In the pursuit and development of malware detection algorithms, often a big sample set of both malicious and benign samples is required. Both machine learning or similar automated techniques, as well as manual or partially manual signature generation, often require a good and varied example set of benign samples that are commonly mistaken as malicious.

Those samples are usually being automatically analyzed and then provided to a Reverse Engineer for further scrutiny, analysis and improvement of said malware detection algorithm.

Although finding malicious samples is frequently discussed (see multiple questions), discussion about benign sample sources seems lacking.

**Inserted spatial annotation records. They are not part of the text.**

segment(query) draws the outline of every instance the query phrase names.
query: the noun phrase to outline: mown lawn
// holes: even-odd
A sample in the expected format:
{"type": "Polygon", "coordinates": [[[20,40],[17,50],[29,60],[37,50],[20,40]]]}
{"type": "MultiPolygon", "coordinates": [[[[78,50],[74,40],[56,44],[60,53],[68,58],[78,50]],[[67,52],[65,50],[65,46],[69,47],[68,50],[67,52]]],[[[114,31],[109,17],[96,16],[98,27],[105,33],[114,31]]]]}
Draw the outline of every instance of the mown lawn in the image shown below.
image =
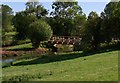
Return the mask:
{"type": "Polygon", "coordinates": [[[81,52],[16,61],[3,68],[3,80],[117,81],[118,51],[90,56],[81,52]]]}
{"type": "Polygon", "coordinates": [[[32,43],[20,44],[15,46],[7,47],[7,50],[24,50],[32,48],[32,43]]]}

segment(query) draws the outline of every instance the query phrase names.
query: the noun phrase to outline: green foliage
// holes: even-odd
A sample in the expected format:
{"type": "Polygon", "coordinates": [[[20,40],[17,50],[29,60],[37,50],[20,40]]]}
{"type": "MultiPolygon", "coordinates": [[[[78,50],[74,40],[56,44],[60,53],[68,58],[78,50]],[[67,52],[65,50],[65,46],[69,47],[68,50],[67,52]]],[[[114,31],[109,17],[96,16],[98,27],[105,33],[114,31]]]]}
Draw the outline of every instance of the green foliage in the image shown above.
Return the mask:
{"type": "Polygon", "coordinates": [[[13,11],[8,5],[2,5],[2,31],[9,32],[12,29],[13,11]]]}
{"type": "Polygon", "coordinates": [[[26,3],[26,13],[33,14],[40,19],[45,17],[48,14],[48,11],[42,5],[40,5],[38,1],[28,1],[26,3]]]}
{"type": "Polygon", "coordinates": [[[52,9],[54,9],[54,11],[51,12],[53,18],[50,19],[49,24],[53,28],[54,35],[70,36],[80,34],[79,28],[83,26],[81,23],[84,23],[85,15],[82,12],[82,8],[78,5],[78,2],[56,1],[52,4],[52,9]],[[76,20],[76,18],[78,19],[76,20]],[[78,25],[78,23],[80,24],[78,25]],[[76,34],[76,31],[79,33],[76,34]]]}
{"type": "Polygon", "coordinates": [[[106,5],[102,30],[105,41],[120,39],[120,1],[110,2],[106,5]]]}
{"type": "Polygon", "coordinates": [[[100,44],[101,18],[96,12],[91,12],[82,33],[82,48],[84,51],[97,50],[100,44]]]}
{"type": "Polygon", "coordinates": [[[118,52],[81,52],[23,59],[2,69],[3,81],[118,81],[118,52]]]}
{"type": "Polygon", "coordinates": [[[52,30],[45,21],[38,20],[30,24],[28,34],[28,38],[31,39],[33,47],[37,48],[41,41],[47,41],[51,38],[52,30]]]}
{"type": "Polygon", "coordinates": [[[14,26],[18,32],[18,34],[16,34],[16,39],[26,39],[29,25],[36,20],[37,18],[34,15],[26,15],[24,11],[17,13],[13,19],[14,26]]]}

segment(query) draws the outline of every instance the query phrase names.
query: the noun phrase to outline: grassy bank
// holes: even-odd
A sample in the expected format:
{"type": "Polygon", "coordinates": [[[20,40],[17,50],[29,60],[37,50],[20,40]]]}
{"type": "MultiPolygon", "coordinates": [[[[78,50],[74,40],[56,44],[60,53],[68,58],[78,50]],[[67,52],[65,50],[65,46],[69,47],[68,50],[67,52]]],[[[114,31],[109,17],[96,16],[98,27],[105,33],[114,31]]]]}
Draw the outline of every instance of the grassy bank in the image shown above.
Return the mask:
{"type": "Polygon", "coordinates": [[[3,68],[3,80],[118,80],[118,51],[81,56],[77,52],[15,61],[13,66],[3,68]]]}

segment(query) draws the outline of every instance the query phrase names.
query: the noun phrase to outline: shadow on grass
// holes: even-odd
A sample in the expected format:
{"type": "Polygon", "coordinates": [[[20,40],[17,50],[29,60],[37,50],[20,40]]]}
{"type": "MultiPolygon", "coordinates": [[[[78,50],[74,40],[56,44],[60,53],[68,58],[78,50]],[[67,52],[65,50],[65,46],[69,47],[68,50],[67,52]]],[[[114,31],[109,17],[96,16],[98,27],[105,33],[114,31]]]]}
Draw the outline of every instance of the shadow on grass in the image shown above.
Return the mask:
{"type": "Polygon", "coordinates": [[[73,53],[73,54],[52,54],[52,55],[44,55],[40,58],[31,60],[31,61],[22,61],[14,64],[14,66],[23,66],[23,65],[32,65],[32,64],[44,64],[50,62],[64,61],[69,59],[74,59],[78,57],[83,57],[82,53],[73,53]]]}
{"type": "Polygon", "coordinates": [[[85,56],[91,56],[93,54],[99,54],[99,53],[105,53],[105,52],[110,52],[110,51],[115,51],[118,49],[107,49],[107,50],[101,50],[97,52],[92,52],[92,53],[68,53],[68,54],[52,54],[52,55],[44,55],[40,58],[31,60],[31,61],[22,61],[14,64],[13,66],[24,66],[24,65],[33,65],[33,64],[44,64],[44,63],[50,63],[50,62],[57,62],[57,61],[64,61],[64,60],[70,60],[70,59],[75,59],[78,57],[85,57],[85,56]]]}
{"type": "Polygon", "coordinates": [[[34,48],[17,48],[17,49],[8,49],[9,51],[31,51],[34,50],[34,48]]]}

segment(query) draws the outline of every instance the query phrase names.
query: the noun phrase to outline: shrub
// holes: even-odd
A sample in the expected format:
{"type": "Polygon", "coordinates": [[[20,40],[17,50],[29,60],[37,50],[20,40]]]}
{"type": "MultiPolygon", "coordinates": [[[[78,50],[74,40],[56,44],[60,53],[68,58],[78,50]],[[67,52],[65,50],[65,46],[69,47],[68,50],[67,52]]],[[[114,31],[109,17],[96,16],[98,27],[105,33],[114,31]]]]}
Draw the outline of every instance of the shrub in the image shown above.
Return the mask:
{"type": "Polygon", "coordinates": [[[28,34],[33,47],[38,48],[41,41],[47,41],[51,38],[52,30],[45,21],[38,20],[30,24],[28,34]]]}

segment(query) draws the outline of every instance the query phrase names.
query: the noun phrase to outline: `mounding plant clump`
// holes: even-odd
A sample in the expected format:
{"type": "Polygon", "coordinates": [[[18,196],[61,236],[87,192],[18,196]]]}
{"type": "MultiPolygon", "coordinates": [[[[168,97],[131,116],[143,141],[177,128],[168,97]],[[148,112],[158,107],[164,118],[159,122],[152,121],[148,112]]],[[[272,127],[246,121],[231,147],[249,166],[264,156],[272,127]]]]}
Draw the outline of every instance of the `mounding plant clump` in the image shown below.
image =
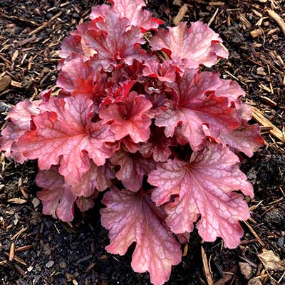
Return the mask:
{"type": "Polygon", "coordinates": [[[111,2],[63,41],[58,95],[11,110],[1,150],[38,160],[45,214],[71,221],[105,191],[107,251],[135,242],[133,269],[160,285],[195,223],[206,242],[239,244],[253,188],[238,155],[263,139],[239,86],[200,70],[227,58],[218,34],[200,21],[159,29],[142,0],[111,2]]]}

What are good benign sample repositories/feeds, preferably focused on potential/frequent false positive samples? Other sources or "retrival methods" (scraping) are also welcome!

3 Answers 3


You can find some of the samples from our work on deobfuscation at hxxp://www.cs.arizona.edu/projects/lynx-project/Samples/ (s/x/t/). The programs---a mix of Linux and Windows binaries---are all benign (you'll have to take my word for this :-), but use a variety of techniques commonly used by malware. These samples formed the basis for the results reported in the following papers:

  • Yadegari et al, "A Generic Approach to Automatic Deobfuscation of Executable Code", Proc. IEEE Symposium on Security and Privacy, May 2015. These consist of programs obfuscated using tools such as VMProtect, ExeCryptor, and Themida; and several that use return-oriented programming.
  • Qiu et al, "Identifying and Understanding Self-Checksumming Defenses in Software", Proc. Fifth ACM Conference on Data and Application Security and Privacy (CODASPY), March 2015. This is a collection of programs that use a variety of techniques, including self-modifying code, to implement self-checksumming-based anti-tampering.

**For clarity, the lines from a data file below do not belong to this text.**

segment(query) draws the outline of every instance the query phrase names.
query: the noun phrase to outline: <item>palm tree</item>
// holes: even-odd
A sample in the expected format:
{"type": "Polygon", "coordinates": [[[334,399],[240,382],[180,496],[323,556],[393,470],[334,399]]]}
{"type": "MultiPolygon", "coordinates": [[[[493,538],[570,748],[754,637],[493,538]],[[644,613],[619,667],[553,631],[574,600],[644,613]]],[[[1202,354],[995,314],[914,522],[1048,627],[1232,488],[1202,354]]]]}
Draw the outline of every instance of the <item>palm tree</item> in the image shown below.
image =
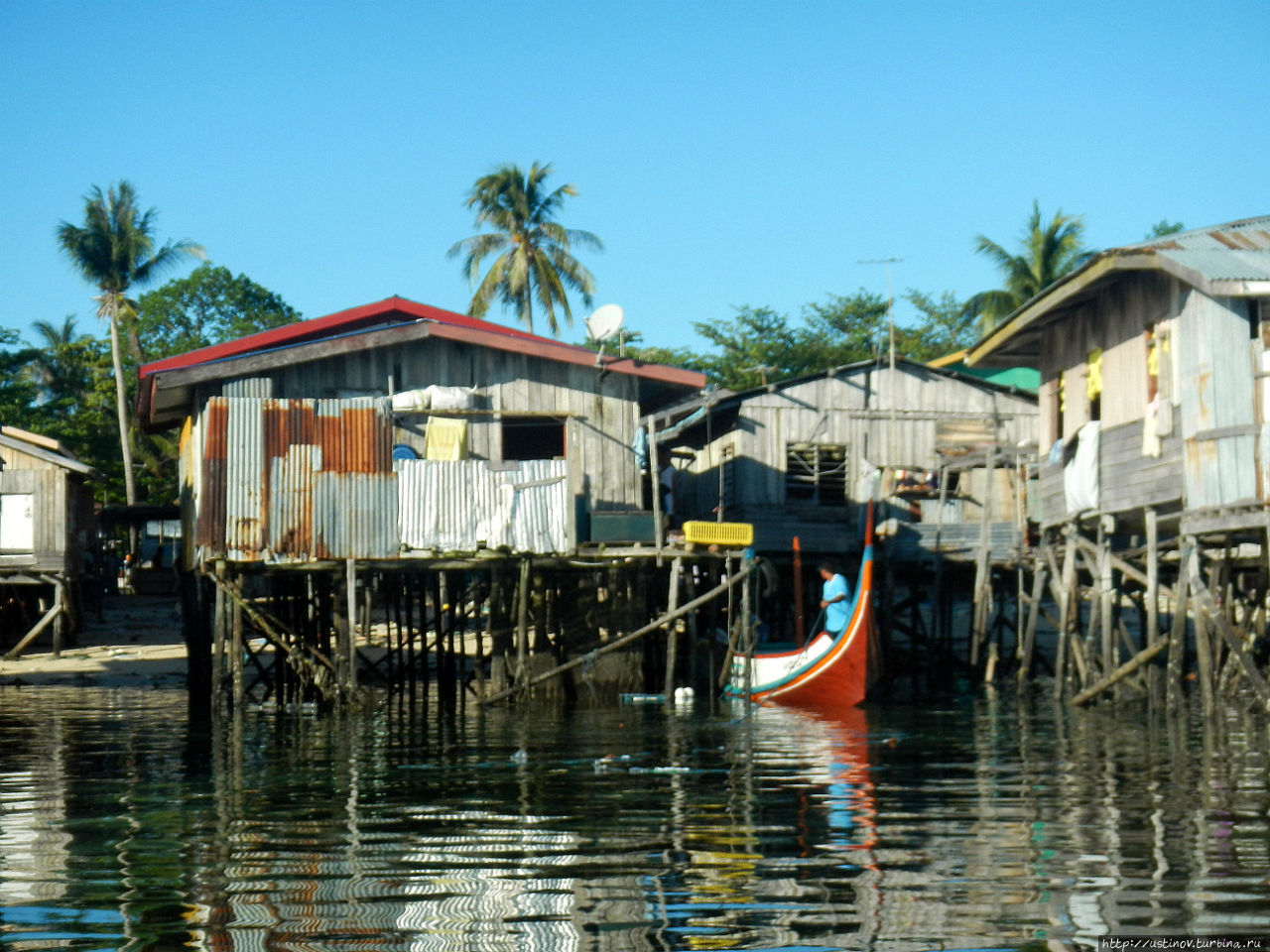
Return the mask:
{"type": "Polygon", "coordinates": [[[1022,253],[1010,254],[996,241],[978,235],[974,250],[987,255],[1001,270],[1005,287],[980,291],[965,303],[965,314],[977,316],[987,333],[1036,297],[1064,274],[1085,264],[1092,251],[1081,244],[1085,222],[1077,215],[1054,212],[1048,225],[1041,225],[1040,207],[1033,202],[1033,213],[1024,227],[1022,253]]]}
{"type": "Polygon", "coordinates": [[[549,192],[542,183],[550,174],[550,164],[533,162],[525,174],[508,162],[476,179],[467,207],[476,209],[476,227],[489,225],[495,231],[456,242],[447,256],[464,254],[464,277],[476,288],[467,306],[474,317],[483,317],[497,296],[532,333],[537,303],[551,333],[560,336],[556,306],[564,311],[565,322],[573,322],[565,288],[580,292],[588,307],[596,289],[594,278],[573,256],[572,246],[577,242],[599,250],[603,244],[589,231],[565,228],[555,221],[565,195],[578,190],[561,185],[549,192]],[[478,281],[481,261],[494,254],[498,256],[478,281]]]}
{"type": "Polygon", "coordinates": [[[123,454],[123,485],[128,505],[137,501],[128,442],[128,397],[119,357],[119,320],[132,315],[136,302],[128,298],[132,286],[145,286],[173,267],[182,255],[202,258],[203,249],[188,239],[155,248],[157,212],[142,212],[131,183],[121,180],[107,189],[93,187],[84,197],[84,225],[61,222],[57,244],[71,265],[97,286],[97,316],[110,322],[110,357],[114,362],[116,410],[119,418],[119,451],[123,454]]]}

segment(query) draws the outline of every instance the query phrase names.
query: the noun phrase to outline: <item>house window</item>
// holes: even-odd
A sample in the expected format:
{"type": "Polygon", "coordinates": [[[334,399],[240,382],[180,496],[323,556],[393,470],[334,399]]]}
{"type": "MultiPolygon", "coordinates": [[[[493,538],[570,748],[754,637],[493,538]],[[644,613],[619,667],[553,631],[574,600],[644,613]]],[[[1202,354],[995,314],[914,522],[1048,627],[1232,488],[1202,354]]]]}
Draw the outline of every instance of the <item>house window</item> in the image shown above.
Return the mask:
{"type": "Polygon", "coordinates": [[[503,420],[503,459],[564,457],[564,420],[542,416],[503,420]]]}
{"type": "Polygon", "coordinates": [[[1090,419],[1102,419],[1102,349],[1093,348],[1085,358],[1085,395],[1090,401],[1090,419]]]}
{"type": "Polygon", "coordinates": [[[737,447],[733,443],[719,451],[719,518],[737,508],[737,447]]]}
{"type": "Polygon", "coordinates": [[[34,500],[29,493],[0,495],[0,551],[36,551],[34,500]]]}
{"type": "Polygon", "coordinates": [[[815,505],[847,504],[845,443],[786,443],[785,501],[815,505]]]}

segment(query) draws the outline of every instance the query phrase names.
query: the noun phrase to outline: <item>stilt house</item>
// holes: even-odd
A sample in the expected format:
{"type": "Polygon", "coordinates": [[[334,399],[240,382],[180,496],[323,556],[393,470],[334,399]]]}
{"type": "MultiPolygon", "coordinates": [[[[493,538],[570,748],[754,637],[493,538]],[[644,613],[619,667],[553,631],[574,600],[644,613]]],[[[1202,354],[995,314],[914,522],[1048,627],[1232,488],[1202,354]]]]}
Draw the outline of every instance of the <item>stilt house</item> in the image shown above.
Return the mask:
{"type": "Polygon", "coordinates": [[[754,546],[843,552],[861,506],[883,499],[909,547],[969,555],[991,526],[1017,550],[1025,499],[1016,458],[1036,399],[954,371],[897,360],[836,367],[739,393],[706,395],[658,420],[676,520],[754,526],[754,546]],[[986,515],[984,515],[986,514],[986,515]]]}
{"type": "Polygon", "coordinates": [[[1039,520],[1270,519],[1270,217],[1097,254],[977,344],[1040,371],[1039,520]]]}
{"type": "Polygon", "coordinates": [[[704,383],[392,297],[146,364],[137,410],[183,428],[188,564],[568,553],[704,383]]]}
{"type": "Polygon", "coordinates": [[[99,477],[56,439],[0,426],[0,589],[17,586],[0,604],[0,645],[13,655],[50,626],[61,646],[95,542],[90,482],[99,477]]]}

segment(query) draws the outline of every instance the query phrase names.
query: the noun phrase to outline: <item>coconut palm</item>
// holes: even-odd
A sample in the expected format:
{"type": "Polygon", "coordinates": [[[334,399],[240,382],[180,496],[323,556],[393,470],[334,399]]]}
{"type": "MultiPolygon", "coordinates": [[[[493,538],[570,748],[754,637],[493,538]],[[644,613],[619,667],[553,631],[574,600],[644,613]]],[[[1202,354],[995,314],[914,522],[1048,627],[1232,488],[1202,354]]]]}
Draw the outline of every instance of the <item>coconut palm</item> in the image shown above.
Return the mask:
{"type": "Polygon", "coordinates": [[[1007,316],[1036,297],[1068,272],[1080,268],[1092,255],[1081,244],[1085,222],[1077,215],[1054,212],[1048,225],[1041,223],[1040,207],[1033,202],[1033,213],[1024,227],[1022,253],[1010,254],[996,241],[979,235],[974,250],[992,261],[1005,278],[1005,287],[982,291],[965,303],[965,314],[979,319],[984,331],[992,330],[1007,316]]]}
{"type": "Polygon", "coordinates": [[[533,330],[533,308],[546,315],[555,336],[560,335],[556,307],[566,324],[573,322],[566,288],[580,292],[583,303],[592,303],[596,281],[573,256],[573,245],[603,248],[589,231],[565,228],[555,221],[565,195],[578,194],[573,185],[549,192],[544,180],[551,165],[530,166],[528,174],[507,164],[476,179],[467,195],[467,207],[476,209],[476,227],[488,225],[493,232],[472,235],[456,242],[448,256],[464,255],[464,277],[475,288],[467,306],[474,317],[481,317],[498,297],[504,307],[516,311],[526,330],[533,330]],[[484,278],[481,263],[490,255],[484,278]]]}
{"type": "Polygon", "coordinates": [[[203,255],[203,249],[188,239],[155,248],[156,215],[154,208],[141,211],[132,185],[121,180],[107,189],[105,194],[94,185],[84,197],[84,225],[64,221],[57,226],[57,244],[71,265],[100,291],[94,298],[98,305],[97,316],[110,324],[119,451],[123,454],[123,485],[128,505],[137,501],[137,490],[128,442],[128,399],[119,357],[119,321],[131,316],[136,307],[127,292],[133,286],[150,283],[183,255],[203,255]]]}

We used to have a link to these samples on the project web page, but Google decided that we were distributing malware and put a big red warning next to their link (talk about false positives!), so we ended up removing the link. This is also the reason the link above has been disguised with "hxxp".

  • Thanks a lot! Would you be kind enough to explain the origin of the samples? Rough quantities would also be appriciated!
    – NirIzr
    Sep 6, 2016 at 18:33
  • The obfuscated code consists of several small programs we wrote ourselves (binary-search, bubble-sort, matrix-multiply, etc.); and some quasi-malware -- code whose source we got from VX Heavens and which we then obfuscated using Themida etc (I call them "quasi-malware" because they don't have the actual malicious payload). The ROP code is a collection of a few small programs we wrote ourselves (bubble-sort, factorial, fibonacci, matrix-multiply). The self-checksumming programs are all based on an open-source MD5 program. Please see the publications mentioned for details.
    – debray
    Sep 6, 2016 at 18:56
  • Awesome, thanks! I'll upvote your answer in a few hours, but I'll wait some more before I accept any answer
    – NirIzr
    Sep 6, 2016 at 18:59
  • @NirIzr: my student mentioned that he thought that some of the samples from VX Heavens might still have questionable content -- he thought he had some problems with some of them. Just to be safe, I've removed all of those samples from that website, so what is left are just programs we wrote ourselves and are certain about. Please discard what you took previously and grab them again. Sorry about that.
    – debray
    Sep 8, 2016 at 18:40

Malicious samples

My favorite source for malicious samples is a database i assembled myself by regulary pulling the free examples provided by VirusSign. Please not these samples do require registration, but come with reports indicating the type.

There may be no better archive for malicious samples than VirusTotal. If you don't happen to gain (intelligence) access there, you can still try open alternatives like Open Malware.

Generally, a good list for places to find malicious samples is here: LENNY ZELTSER

Benign Samples

As for benign samples, I propose extracting benign executables from a fresh OS installations. You can simply install the target in a virtual machine and get a script to extract them.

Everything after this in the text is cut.